Think of our transport industry for instance. How many people set off to become drivers at the end of their tertiary education. How many institutions are available for the training of professional commercial drivers?

So the typical scenario is that in which a bus full of educated folks and some of our national best brains is being driven by one driver who dropped out of school very early on the education ladder. Drivers who are not driving because they are passionate about a career in driving but rather because life dealt them a heavy blow and they had to become conductors from which the natural progression was to become a driver.

The consequent of such being that, many do not have an understanding of the road, road signs and even the vehicle itself and how it functions. Many drive on the “high” of the confidence they have acquired after a set period of driving.

They refuse advise and kick in their ego at the least issue-Precisely the situation many patrons of commercial vehicles in Ghana encounter daily.

We are quick to tout air travel as the safest or one of the safest but do not ponder why it is so. Is it merely that the aeroplane is a superior machine compared to the car or bus?
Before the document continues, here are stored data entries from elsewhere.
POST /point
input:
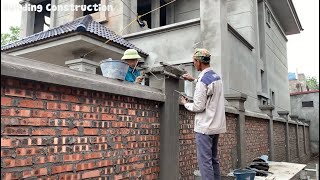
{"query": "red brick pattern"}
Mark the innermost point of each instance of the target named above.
(58, 132)
(228, 146)
(256, 138)
(293, 143)
(301, 141)
(279, 132)
(188, 151)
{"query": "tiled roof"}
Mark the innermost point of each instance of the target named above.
(84, 24)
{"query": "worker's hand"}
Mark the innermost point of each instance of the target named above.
(139, 79)
(183, 100)
(188, 77)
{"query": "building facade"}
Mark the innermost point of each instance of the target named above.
(247, 40)
(306, 105)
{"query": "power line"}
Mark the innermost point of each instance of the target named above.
(129, 8)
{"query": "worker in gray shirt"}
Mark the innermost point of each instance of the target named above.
(210, 120)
I believe it is because of the initial and ongoing training given to the pilots to not only fly the plane but also maintain it and ensure everything on their checklist is in proper order.

We leave it to “whom it may concern” and hope it works. And yet complain about the numerous road traffic accidents prevalent in Ghana. I believe not everyone can become a driver, especially a commercial driver.

Until we do something about this, no amount of peripheral effort put in by road safety campaigners will amount to a total solution.

The same logic applies to several other aspects of our economy. Take a look around you and see the people who sell food. No education about what they do. No idea the chemicals they are employing and what quantities are safe and what should not even be done. No wonder food sellers are now spraying insecticides to ward of house flies at the same time people are eating. And we have a difficulty understanding why Ghanaians are dying young?